When a couple separates and has significantly different amounts of superannuation, they may consider obtaining ‘superannuation splitting orders’ to help balance out their retirement savings. This involves asking the Court to approve the transfer of an agreed-upon sum from one party’s superannuation fund to the other party’s fund, either by mutual agreement or ‘by consent’.

     To initiate this process, an Application for Consent Orders needs to be filed with the Federal Circuit and Family Court of Australia. Before seeking the Court’s approval for a superannuation splitting order, it’s necessary to obtain consent from the fund that will be transferring the money.
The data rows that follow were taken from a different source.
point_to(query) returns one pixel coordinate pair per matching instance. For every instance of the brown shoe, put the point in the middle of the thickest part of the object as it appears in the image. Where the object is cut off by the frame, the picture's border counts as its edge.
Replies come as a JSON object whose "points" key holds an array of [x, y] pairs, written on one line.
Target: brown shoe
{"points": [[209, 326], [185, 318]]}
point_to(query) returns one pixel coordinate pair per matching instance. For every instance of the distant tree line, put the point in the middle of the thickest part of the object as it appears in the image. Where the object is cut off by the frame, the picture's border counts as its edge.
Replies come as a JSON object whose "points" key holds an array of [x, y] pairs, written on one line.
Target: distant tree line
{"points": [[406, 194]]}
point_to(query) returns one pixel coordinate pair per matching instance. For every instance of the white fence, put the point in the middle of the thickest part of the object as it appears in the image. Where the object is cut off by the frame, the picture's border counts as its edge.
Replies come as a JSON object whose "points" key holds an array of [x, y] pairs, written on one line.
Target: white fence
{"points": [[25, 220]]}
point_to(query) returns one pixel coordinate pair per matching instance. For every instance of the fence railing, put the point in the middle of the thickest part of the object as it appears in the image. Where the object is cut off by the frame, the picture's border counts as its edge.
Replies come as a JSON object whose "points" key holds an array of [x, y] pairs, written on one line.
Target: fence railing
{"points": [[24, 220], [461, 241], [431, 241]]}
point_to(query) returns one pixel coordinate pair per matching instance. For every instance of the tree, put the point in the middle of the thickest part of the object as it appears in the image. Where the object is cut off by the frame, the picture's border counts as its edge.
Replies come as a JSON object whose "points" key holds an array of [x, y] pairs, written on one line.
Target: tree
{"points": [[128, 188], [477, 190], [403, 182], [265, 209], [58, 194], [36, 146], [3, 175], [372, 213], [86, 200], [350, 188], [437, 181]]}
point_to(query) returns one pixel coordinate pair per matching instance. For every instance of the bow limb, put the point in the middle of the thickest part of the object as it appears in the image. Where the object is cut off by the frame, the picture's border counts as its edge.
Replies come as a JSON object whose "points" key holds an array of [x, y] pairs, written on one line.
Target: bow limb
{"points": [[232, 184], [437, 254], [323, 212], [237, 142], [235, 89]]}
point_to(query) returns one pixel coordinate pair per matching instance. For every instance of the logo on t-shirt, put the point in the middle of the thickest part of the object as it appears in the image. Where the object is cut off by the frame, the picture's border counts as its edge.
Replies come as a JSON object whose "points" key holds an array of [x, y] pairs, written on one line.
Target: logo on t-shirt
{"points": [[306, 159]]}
     This is known as ‘procedural fairness’, as the superannuation fund must be given notice of the proposed order and the opportunity to object to it if necessary. Typically, super funds do not object to these orders as long as there are sufficient funds in the account to facilitate the split. However, they may be particular about the wording of the orders, so it’s crucial to have a family law solicitor with expertise in this area draft the orders to ensure compliance with the fund’s requirements.

     The Court will only approve superannuation splitting orders if there is evidence that the super fund has approved the proposed orders or if the fund has been given 28 days to respond and has not objected. It’s important to note that the funds generated by a superannuation split cannot be accessed directly; they must be deposited into the recipient’s superannuation fund or a new fund set up in their name with the transferring fund.